Sat, Feb 04, 2006 - Page 5 News List

Plans for royal succession worry conservative Japan


Several Cabinet members yesterday raised concerns about the prime minister's plan to submit legislation by June to allow women to take the Japanese throne, reflecting increasing opposition among conservative lawmakers.

To avert a succession crisis in the imperial family, Japanese Prime Minister Junichiro Koizumi has been pushing to revise the 1947 law, which only allows men on the throne.

The imperial family has not produced a male heir since the 1960s, and public support has been growing for a legal change.
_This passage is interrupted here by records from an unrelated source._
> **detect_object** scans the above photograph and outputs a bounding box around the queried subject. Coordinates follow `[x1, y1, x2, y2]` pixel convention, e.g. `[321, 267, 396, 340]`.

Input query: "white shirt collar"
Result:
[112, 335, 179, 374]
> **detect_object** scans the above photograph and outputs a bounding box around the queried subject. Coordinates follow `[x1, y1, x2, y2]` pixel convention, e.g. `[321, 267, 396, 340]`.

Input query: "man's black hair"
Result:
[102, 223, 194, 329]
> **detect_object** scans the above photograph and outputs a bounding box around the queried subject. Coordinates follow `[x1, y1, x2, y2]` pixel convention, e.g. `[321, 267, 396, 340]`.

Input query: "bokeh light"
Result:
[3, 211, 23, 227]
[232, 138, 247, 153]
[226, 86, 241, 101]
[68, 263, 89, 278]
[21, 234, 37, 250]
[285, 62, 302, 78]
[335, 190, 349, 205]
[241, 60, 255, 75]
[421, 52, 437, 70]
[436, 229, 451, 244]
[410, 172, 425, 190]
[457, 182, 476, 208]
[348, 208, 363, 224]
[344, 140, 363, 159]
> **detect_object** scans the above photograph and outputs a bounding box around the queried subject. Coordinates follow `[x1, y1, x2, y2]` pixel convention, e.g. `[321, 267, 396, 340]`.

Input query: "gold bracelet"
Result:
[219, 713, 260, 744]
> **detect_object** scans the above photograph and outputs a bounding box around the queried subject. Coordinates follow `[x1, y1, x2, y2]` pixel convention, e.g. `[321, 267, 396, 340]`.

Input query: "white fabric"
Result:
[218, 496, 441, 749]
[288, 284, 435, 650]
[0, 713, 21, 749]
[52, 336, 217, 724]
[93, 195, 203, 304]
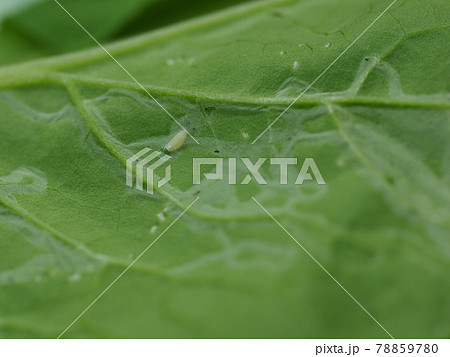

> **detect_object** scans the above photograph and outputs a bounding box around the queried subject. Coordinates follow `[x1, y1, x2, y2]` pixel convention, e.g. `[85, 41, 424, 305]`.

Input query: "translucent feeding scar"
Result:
[166, 130, 187, 152]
But conservative lawmakers and academics have recently stepped up opposition, and several Cabinet ministers yesterday urged Koizumi to slow down.
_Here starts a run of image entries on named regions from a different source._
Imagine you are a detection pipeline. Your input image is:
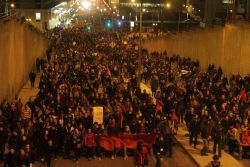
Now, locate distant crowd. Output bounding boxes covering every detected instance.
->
[0,28,250,167]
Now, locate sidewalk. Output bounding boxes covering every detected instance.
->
[18,73,40,104]
[176,124,243,167]
[140,83,245,167]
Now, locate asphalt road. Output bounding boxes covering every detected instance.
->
[33,144,198,167]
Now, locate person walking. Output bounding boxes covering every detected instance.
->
[29,70,36,88]
[189,115,200,148]
[212,121,223,157]
[134,141,149,167]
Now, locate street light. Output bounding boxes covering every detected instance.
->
[10,3,15,8]
[81,0,91,9]
[138,0,143,86]
[166,3,171,8]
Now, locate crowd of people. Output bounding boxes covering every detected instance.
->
[0,25,250,167]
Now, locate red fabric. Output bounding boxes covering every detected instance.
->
[97,136,115,151]
[172,112,178,122]
[96,134,157,151]
[134,147,149,165]
[241,89,247,102]
[84,133,95,147]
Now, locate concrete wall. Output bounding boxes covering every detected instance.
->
[144,24,250,75]
[0,21,48,100]
[16,9,51,31]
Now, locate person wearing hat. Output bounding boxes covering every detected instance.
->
[227,126,236,154]
[134,141,149,167]
[207,155,222,167]
[211,121,223,157]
"I doubt the bill has to be so desperately passed during the current parliamentary session," Foreign Minister Taro Aso said yesterday. "We need more time to discuss it thoroughly."

Finance Minister Sadakazu Tanigaki also urged the process for the legal revision to slow down.

"We should take a long and hard look and act when the time is ripe," he said.

A special panel that studied the imperial succession issue last year recommended letting women on the throne, and Koizumi said in a major policy address last month that his government would soon submit legislation based on the recommendation to parliament.

Despite the overwhelming public support for the reform, traditionalists have stepped up their campaign to squash the move.